SINGAPORE: There were 17 ransomware cases flagged to Singapore authorities in the first 11 months this year, up from just two in 2015, the Cyber Security Agency (CSA) said.
Ransomware attacks happen when cyber criminals encrypt files or lock a user's computer and then demand money for the user to regain access.
One of the firms that was hit in such fashion was a subsidiary of maritime supply chain management company BH Holdings. Two staff members tried to open an email attachment from an unknown source, recounts IT executive Roberto Ang. "They double-clicked on it, and they could not open it. So they thought that it's just some file that cannot be opened. So they just ignored it and continued working.

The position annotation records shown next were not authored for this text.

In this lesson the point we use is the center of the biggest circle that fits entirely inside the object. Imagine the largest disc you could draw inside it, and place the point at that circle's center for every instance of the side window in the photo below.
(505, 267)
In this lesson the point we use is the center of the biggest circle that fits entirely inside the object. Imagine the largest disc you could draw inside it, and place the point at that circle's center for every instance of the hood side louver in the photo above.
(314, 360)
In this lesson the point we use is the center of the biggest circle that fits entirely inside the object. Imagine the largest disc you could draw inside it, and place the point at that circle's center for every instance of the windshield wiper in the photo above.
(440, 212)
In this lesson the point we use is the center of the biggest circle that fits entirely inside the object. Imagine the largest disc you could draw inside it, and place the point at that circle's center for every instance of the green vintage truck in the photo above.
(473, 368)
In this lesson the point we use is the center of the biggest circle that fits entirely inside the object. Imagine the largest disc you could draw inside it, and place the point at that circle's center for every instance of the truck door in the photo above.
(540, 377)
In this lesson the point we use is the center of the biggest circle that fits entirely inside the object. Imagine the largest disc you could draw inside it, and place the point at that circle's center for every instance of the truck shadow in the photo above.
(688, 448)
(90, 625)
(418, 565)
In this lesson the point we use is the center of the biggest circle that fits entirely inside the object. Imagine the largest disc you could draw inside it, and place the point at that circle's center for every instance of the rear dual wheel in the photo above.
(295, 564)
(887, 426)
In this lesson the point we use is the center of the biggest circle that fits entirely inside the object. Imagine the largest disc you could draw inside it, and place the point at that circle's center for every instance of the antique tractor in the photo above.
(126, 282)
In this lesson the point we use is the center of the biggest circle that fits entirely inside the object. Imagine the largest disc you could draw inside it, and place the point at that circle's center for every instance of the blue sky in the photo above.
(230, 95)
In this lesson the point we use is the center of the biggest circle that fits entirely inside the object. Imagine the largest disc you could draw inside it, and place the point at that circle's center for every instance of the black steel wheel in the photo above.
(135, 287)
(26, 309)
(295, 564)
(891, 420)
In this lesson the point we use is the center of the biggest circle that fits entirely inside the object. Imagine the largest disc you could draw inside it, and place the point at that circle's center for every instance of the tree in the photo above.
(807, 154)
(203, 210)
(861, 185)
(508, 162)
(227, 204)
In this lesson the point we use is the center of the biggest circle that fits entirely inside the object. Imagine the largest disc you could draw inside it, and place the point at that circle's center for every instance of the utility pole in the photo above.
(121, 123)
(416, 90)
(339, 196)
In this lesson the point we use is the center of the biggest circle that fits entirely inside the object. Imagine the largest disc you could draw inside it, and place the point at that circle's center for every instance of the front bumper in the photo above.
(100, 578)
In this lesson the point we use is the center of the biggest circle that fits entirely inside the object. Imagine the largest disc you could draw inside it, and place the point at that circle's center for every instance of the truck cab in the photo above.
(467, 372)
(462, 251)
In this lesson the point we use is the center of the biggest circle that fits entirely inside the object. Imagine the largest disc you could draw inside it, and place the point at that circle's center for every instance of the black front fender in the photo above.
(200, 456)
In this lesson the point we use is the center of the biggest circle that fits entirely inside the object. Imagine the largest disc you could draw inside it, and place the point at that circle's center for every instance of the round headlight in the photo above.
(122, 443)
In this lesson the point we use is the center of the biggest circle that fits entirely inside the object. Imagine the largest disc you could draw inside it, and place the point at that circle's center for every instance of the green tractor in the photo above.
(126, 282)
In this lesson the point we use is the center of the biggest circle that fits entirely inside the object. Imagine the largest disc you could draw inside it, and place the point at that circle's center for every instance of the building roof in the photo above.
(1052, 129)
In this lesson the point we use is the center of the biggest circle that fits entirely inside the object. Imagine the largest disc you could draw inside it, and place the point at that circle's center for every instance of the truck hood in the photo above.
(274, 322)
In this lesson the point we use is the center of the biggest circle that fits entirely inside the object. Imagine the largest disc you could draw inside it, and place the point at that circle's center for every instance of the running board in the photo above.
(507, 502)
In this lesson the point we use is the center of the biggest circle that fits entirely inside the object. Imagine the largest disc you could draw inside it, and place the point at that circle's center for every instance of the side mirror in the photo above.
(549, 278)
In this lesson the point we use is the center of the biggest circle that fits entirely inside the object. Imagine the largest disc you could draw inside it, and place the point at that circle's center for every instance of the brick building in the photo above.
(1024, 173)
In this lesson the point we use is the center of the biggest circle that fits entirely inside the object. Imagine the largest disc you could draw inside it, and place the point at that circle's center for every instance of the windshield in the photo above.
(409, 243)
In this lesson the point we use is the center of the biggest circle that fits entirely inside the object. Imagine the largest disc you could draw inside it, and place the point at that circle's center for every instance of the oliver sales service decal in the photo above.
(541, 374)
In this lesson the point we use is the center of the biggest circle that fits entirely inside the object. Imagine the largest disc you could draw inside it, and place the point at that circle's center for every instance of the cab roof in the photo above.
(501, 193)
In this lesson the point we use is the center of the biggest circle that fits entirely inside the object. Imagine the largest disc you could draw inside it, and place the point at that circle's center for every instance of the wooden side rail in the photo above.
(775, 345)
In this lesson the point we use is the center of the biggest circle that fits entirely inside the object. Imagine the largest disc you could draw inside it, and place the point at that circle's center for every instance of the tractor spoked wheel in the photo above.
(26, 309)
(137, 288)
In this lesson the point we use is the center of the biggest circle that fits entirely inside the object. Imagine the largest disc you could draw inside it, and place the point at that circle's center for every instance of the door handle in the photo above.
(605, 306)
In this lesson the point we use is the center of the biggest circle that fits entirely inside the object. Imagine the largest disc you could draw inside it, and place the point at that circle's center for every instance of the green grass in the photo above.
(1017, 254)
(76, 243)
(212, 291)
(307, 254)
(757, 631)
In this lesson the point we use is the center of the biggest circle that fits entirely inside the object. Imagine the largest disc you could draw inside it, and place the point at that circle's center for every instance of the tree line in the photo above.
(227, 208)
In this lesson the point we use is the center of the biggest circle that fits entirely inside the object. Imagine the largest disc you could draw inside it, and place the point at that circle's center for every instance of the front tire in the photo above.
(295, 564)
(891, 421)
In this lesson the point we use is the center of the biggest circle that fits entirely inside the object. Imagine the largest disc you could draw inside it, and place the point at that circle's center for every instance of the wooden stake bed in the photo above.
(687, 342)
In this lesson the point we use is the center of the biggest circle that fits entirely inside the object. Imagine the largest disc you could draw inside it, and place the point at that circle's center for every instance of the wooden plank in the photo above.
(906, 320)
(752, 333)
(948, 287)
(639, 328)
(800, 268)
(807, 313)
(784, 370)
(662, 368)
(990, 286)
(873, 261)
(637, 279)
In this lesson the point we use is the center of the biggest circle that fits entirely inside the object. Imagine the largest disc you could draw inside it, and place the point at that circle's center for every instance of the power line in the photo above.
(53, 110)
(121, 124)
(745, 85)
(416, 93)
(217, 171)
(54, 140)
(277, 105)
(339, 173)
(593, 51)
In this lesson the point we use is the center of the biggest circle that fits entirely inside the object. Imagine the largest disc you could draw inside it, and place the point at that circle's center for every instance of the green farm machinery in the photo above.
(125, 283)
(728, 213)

"Then after half a day, they started to find that they cannot access some of the files, and these had a weird extension."
That is when the alarm bells went off for Mr Ang. "I saw that there was a text file inside the encrypted folder that showed that it was ransomware, asking for payment to decrypt the files."

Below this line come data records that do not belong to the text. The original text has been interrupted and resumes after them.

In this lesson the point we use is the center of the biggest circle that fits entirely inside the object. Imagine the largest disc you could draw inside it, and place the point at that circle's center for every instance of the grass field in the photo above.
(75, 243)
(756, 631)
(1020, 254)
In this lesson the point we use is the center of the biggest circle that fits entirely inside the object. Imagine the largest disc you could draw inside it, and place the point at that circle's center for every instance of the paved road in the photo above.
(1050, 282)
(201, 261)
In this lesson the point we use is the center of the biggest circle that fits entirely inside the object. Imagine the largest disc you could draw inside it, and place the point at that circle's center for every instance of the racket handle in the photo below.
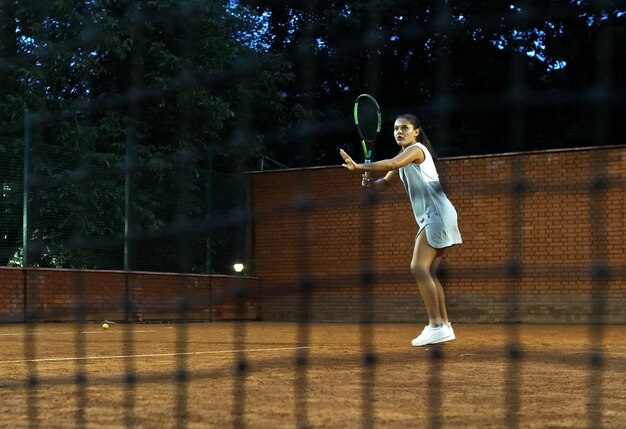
(366, 179)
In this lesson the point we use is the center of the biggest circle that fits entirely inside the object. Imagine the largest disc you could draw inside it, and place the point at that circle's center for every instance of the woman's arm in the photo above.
(407, 156)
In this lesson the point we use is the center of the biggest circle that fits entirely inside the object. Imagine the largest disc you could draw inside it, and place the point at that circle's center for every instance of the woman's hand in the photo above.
(348, 162)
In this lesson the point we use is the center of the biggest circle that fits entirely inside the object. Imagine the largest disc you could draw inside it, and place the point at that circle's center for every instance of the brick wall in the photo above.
(541, 230)
(66, 295)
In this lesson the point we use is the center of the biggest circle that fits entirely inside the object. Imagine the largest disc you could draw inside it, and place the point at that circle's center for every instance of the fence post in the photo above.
(25, 188)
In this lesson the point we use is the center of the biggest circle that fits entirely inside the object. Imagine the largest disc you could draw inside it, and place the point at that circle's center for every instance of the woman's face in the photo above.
(404, 132)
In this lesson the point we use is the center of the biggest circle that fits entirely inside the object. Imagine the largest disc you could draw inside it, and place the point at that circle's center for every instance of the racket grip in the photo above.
(366, 179)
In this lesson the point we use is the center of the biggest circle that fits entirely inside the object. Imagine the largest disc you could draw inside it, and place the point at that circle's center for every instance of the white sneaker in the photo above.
(432, 336)
(450, 337)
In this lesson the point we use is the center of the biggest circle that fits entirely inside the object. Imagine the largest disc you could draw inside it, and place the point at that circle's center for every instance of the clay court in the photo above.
(246, 375)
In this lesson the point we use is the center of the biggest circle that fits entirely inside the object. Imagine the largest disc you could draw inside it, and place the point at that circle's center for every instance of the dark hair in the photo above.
(422, 137)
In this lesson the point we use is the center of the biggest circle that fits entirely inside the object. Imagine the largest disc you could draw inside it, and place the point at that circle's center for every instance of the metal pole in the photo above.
(25, 187)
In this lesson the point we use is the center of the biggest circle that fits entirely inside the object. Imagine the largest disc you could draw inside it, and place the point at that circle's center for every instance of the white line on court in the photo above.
(75, 358)
(99, 331)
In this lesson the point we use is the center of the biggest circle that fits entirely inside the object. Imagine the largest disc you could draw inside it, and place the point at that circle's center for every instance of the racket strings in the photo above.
(367, 120)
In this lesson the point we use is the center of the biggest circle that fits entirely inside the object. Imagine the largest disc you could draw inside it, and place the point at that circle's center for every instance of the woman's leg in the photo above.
(441, 297)
(421, 267)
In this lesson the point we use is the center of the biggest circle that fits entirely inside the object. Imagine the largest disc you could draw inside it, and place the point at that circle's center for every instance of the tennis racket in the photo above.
(368, 121)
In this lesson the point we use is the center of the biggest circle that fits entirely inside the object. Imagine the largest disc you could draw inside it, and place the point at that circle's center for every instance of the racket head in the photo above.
(368, 121)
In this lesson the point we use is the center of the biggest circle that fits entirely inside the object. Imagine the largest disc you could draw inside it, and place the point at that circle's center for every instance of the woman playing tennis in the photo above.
(434, 213)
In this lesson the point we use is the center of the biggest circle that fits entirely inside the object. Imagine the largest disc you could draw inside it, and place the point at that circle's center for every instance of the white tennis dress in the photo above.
(432, 209)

The company decided not to pay the ransom of US$1,000 (S$1,447). Instead, it spent a week rebuilding about 3,000 infected files with data of the accounts and stocks from hard copy files.
After the attack, the company also invested in cyber insurance and added information on such advanced threats during its cybersecurity training sessions for staff held every quarter.

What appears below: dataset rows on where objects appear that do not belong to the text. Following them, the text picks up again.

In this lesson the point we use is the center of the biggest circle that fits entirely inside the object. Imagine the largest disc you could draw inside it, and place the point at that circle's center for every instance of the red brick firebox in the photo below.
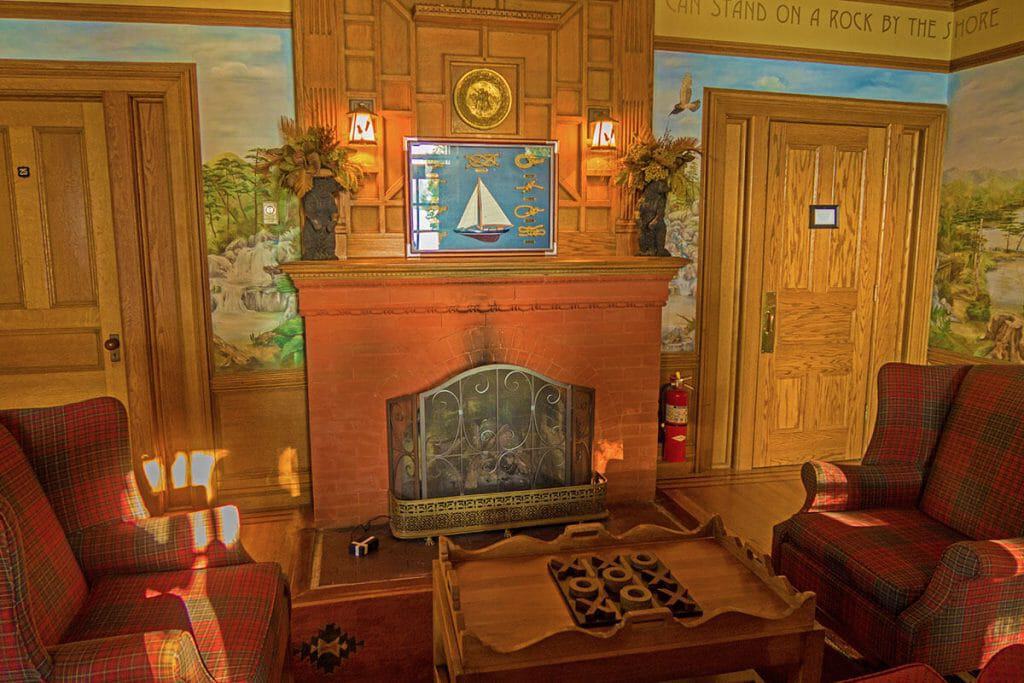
(381, 328)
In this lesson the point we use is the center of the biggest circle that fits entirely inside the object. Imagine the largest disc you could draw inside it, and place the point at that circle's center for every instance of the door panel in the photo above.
(812, 380)
(57, 267)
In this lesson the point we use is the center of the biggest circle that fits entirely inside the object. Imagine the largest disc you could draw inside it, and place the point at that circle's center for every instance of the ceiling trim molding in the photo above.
(72, 11)
(799, 53)
(837, 56)
(987, 56)
(946, 5)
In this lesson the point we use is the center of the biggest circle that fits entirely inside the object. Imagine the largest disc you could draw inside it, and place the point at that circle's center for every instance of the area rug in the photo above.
(383, 637)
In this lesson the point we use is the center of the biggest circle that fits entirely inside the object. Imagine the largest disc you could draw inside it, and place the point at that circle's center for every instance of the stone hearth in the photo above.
(381, 328)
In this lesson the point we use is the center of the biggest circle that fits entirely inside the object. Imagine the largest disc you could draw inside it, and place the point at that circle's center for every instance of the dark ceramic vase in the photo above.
(653, 200)
(320, 206)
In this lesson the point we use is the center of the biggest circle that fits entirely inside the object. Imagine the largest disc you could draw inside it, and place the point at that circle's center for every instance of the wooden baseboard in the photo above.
(721, 478)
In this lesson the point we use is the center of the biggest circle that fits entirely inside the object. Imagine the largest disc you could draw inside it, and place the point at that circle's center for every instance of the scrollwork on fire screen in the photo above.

The CSA said it believes the number of ransomware cases may be higher as most cases go unreported. Indeed, the Internet Security Threat Report by Symantec estimates that were an average of 16 ransomware attacks a day in Singapore last year, ranking the country eighth in the region for such threats.
Attackers tend to target businesses rather than individuals as they have more critical information that would compel them to pay up a ransom, an expert told Channel NewsAsia. The hackers are also getting craftier in their tactics. Symantec security advocate Tarun Kaura painted one such scenario. "Let's say I'm a HR professional in a specific enterprise, and I've been given a target for a recruitment drive. I have to hire a few people - it's important because there are deadlines," he said.
"If I go on public social websites saying I'm hiring ... someone (an attacker) can craft an email sending a maybe a resume or information on a talent pool that I would want to look into. That's how they go after certain departments or people in an enterprise - by being more relevant and contextual to a business."
So how can users be on guard for such malicious emails? Mr Kaura advises people to look at the header of the email and scrutinise its contents. "If you see a bit of ambiguity in that in terms of how it's been named and where it's coming from, which domain it's coming from, it is easy for a consumer to figure out that this mail is not coming from a legitimate source.
"You should take a step back and see ... let's not click everything that comes to you."
The CSA said victims of ransomware can lodge a police report, or approach the Singapore Computer Emergency Response Team (SingCERT) for advice.